The panel has found that integrated construction statistics used in gross domestic product (GDP) calculations have a margin of error of up to 0.6% as a result of the ministry’s tampering. However, the impact on overall GDP data is expected to be minimal.
Last December, the Land, Infrastructure, Transport, and Tourism Ministry was found to have overstated data from construction order surveys.
From April 2013 to March 2021, the ministry logged estimated construction order data for companies that failed to turn in monthly surveys and treated data consolidated over several months in subsequent surveys as the figure for the latest month. As a result, data was effectively being logged twice.
In January, a panel was launched to investigate the impact of the ministry’s tampering on the statistical data and explore ways to correct the data.
Some of the past surveys had been discarded, so the panel compiled estimates based on data from fiscal 2020, for which complete records exist.

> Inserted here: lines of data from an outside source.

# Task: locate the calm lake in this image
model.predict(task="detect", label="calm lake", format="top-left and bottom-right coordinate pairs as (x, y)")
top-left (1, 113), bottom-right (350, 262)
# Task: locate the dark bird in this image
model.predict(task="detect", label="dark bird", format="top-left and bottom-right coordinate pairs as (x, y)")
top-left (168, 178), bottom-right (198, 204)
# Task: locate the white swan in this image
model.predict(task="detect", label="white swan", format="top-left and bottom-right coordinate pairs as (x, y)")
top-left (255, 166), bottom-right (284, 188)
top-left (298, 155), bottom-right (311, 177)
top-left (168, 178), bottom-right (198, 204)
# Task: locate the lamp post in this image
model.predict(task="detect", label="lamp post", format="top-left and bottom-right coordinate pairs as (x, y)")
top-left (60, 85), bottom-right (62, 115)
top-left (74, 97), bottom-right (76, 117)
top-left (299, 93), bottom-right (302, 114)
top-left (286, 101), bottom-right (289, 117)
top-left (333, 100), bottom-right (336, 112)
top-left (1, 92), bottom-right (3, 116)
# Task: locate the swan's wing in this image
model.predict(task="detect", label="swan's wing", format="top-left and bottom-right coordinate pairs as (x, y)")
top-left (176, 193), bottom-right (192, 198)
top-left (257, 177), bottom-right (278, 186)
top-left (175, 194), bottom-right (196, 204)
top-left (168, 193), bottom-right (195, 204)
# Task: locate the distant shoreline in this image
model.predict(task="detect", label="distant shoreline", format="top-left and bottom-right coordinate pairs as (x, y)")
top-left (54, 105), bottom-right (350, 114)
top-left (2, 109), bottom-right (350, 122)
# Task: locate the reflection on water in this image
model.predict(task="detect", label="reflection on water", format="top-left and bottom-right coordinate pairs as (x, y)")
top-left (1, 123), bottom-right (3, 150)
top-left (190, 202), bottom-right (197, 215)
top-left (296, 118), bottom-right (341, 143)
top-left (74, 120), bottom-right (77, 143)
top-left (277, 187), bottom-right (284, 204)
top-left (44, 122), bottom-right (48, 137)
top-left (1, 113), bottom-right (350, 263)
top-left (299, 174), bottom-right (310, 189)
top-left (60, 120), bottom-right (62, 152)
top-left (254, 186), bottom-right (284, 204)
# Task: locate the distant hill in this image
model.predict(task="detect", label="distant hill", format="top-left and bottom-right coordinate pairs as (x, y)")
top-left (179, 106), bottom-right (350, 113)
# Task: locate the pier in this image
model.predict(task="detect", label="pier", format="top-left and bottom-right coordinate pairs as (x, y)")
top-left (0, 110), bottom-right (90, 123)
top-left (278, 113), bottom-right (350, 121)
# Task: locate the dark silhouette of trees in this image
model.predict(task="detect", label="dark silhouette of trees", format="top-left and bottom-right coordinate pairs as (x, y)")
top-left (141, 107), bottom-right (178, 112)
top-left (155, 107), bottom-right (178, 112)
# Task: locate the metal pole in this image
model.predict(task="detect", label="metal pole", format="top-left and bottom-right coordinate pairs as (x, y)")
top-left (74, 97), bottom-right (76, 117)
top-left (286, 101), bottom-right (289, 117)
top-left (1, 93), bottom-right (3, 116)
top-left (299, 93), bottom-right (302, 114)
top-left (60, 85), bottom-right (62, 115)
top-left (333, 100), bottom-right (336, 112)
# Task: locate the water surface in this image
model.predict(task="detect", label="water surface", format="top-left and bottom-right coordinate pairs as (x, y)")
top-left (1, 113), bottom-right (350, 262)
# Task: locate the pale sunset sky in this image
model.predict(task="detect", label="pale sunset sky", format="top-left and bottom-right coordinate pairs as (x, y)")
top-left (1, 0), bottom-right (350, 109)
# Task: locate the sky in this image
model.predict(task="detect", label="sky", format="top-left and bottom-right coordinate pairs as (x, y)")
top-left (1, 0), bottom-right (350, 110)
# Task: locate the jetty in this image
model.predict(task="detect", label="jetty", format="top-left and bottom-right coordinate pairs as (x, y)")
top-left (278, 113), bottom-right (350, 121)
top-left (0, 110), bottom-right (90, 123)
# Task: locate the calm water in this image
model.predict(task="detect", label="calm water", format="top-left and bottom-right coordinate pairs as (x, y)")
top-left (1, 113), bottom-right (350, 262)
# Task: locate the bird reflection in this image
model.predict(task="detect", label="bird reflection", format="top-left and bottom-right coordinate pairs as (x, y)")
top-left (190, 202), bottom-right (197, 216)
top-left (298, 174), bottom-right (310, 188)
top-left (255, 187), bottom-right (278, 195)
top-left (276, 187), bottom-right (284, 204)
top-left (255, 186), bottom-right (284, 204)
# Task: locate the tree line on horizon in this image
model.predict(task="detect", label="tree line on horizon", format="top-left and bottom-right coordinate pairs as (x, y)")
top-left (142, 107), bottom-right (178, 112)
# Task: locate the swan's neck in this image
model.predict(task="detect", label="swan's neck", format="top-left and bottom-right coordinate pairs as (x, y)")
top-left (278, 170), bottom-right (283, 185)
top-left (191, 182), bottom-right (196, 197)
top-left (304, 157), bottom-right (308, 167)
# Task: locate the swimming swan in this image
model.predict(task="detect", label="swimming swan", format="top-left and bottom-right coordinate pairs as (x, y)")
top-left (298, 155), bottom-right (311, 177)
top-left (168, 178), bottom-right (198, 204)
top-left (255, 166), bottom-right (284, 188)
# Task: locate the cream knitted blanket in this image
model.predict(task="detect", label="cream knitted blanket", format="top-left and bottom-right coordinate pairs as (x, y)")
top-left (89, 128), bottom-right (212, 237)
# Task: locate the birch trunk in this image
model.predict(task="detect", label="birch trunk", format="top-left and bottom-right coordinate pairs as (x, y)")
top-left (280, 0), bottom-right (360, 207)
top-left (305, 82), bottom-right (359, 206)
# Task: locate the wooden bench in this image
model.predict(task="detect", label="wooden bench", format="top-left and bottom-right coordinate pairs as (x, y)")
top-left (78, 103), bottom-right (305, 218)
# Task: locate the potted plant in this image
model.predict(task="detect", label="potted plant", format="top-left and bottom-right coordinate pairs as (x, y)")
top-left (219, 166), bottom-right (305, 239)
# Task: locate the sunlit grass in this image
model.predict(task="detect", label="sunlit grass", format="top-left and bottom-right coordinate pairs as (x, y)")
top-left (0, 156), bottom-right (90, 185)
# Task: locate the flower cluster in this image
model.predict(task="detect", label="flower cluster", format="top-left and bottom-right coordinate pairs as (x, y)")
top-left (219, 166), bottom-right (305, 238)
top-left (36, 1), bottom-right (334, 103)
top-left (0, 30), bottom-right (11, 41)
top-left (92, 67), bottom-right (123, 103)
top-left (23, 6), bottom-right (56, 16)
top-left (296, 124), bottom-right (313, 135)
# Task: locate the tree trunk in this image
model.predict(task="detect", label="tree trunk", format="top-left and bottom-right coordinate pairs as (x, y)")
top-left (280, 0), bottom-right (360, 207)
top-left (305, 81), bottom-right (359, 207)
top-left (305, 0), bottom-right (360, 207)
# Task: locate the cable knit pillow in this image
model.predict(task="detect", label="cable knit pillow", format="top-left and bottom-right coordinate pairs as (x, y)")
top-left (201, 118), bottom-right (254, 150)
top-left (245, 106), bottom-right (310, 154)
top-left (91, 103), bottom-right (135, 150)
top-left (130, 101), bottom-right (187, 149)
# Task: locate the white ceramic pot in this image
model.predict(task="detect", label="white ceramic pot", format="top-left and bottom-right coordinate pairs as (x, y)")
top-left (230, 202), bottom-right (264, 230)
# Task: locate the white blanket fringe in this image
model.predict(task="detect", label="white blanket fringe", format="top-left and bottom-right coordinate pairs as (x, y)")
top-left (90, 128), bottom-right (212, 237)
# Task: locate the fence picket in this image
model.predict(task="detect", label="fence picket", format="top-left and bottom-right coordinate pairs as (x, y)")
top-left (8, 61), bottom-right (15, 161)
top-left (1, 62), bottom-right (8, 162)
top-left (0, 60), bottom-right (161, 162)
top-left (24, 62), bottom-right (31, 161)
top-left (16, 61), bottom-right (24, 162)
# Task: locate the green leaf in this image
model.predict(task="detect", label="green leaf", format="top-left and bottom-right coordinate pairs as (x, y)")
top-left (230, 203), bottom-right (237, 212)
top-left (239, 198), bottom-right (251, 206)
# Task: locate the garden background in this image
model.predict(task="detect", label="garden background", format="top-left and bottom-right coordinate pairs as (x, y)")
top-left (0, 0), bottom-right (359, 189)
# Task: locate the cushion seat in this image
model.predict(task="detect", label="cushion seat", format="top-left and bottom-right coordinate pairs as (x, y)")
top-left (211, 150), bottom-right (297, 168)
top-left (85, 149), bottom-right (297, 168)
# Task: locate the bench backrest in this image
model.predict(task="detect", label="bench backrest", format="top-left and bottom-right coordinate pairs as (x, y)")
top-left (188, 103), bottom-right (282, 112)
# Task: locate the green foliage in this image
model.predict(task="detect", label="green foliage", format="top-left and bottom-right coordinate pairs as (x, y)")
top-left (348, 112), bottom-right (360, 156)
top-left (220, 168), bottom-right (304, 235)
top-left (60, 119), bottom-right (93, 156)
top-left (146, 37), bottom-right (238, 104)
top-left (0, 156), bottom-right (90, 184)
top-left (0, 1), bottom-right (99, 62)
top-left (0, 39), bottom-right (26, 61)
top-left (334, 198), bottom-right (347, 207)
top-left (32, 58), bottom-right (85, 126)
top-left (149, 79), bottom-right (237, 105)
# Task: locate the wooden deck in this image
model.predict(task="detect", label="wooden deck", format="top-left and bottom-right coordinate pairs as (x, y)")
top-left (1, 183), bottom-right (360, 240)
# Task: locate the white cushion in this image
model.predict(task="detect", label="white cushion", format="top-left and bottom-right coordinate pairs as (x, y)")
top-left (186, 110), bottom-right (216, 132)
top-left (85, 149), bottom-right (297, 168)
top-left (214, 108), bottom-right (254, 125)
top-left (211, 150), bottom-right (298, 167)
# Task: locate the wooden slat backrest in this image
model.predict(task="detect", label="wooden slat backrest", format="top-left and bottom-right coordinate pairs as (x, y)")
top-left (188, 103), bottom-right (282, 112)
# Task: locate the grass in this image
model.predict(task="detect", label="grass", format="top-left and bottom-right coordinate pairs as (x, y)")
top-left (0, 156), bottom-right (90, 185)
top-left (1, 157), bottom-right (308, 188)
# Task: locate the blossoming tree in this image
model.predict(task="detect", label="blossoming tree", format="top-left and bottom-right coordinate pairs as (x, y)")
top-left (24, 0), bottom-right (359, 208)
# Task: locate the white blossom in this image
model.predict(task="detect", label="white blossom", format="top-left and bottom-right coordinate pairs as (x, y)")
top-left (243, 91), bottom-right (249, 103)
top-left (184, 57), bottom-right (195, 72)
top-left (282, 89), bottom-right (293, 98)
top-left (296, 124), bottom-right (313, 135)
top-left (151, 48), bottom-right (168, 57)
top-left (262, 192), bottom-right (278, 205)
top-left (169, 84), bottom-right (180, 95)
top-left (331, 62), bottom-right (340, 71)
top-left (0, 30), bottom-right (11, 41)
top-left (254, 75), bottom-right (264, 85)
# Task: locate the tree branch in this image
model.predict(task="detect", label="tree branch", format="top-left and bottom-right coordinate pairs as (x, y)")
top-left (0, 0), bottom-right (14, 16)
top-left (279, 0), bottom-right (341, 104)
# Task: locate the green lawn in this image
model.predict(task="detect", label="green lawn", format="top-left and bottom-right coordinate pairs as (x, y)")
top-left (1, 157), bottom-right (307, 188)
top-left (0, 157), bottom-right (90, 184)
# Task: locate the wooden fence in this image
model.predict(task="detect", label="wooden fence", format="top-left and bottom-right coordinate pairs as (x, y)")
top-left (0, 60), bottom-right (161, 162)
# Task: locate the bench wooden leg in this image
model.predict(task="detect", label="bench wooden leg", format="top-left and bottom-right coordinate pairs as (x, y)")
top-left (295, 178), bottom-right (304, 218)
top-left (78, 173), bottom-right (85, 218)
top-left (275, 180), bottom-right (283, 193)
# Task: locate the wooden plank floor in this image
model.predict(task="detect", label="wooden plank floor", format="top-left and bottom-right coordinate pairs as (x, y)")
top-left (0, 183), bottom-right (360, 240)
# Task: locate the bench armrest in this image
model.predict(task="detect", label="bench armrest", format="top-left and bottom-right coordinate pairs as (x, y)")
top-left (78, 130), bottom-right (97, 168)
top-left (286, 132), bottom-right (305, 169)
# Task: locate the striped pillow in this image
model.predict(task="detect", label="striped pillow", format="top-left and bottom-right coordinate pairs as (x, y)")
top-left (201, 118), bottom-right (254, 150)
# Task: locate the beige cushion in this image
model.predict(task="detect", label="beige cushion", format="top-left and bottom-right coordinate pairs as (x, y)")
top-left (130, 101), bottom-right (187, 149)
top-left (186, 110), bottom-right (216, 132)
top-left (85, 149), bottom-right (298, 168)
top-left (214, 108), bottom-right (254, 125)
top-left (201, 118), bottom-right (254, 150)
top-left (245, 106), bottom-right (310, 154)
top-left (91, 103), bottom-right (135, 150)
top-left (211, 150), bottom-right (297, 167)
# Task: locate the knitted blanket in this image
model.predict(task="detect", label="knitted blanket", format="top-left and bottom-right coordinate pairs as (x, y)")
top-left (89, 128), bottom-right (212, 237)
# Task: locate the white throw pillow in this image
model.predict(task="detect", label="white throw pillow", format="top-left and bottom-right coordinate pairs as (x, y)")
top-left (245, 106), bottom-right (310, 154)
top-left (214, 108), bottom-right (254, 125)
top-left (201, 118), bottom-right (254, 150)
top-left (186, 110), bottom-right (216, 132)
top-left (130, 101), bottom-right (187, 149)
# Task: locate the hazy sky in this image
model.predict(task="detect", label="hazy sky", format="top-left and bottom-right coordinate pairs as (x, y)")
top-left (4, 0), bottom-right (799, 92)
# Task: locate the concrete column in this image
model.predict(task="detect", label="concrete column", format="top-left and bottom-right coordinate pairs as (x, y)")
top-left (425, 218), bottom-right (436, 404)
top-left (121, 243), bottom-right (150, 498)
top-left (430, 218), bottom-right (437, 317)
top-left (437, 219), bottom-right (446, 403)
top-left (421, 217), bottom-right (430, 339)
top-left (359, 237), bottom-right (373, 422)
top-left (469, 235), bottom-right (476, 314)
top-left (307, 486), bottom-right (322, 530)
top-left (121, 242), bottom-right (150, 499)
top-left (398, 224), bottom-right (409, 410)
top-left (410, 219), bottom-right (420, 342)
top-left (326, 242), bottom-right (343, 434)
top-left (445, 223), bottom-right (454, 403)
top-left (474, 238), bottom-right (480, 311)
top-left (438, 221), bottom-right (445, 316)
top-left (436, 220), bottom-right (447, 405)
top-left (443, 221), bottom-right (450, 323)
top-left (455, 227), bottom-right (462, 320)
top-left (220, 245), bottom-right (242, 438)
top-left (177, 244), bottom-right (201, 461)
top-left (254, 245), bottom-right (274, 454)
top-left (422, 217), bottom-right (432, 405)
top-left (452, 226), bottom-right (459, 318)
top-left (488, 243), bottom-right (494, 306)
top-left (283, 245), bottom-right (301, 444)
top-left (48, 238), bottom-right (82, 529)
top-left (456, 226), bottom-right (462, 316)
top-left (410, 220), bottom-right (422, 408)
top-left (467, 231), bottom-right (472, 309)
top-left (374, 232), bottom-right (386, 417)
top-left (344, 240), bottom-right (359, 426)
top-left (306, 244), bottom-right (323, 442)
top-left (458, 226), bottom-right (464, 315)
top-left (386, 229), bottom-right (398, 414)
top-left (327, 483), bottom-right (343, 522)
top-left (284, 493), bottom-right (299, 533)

Based on the panel’s estimates, the annual value of orders, which combines data from prime- and sub-contractors, was overstated by ¥2.8 trillion to ¥5.1 trillion, depending on the time period.
The annual value of construction orders over the period in question was about ¥80 trillion. Based on this, the tampering inflated the figure by 3.6-6.6%.
The impact was up to 5.3% for prime contractor statistics.
However, the margin of error ranged from minus 0.3% to plus 0.6% for integrated construction statistics, which are based on the results of construction order surveys and are directly reflected in GDP data.
The low figure is attributable to the method of calculation, which uses the value of orders received by prime contractors and the value of construction work undertaken.
According to the Cabinet Office, the construction sector accounts for about 10% of the nation’s GDP, and the integrated statistics reflect only a small portion of this.
The government expected the data irregularities to have a limited impact on GDP data, and the panel’s investigation seems to confirm such a view.
Before the end of the year, the ministry intends to revise the data on construction orders and integrated statistics on construction works for fiscal 2013-20 based on the panel’s report.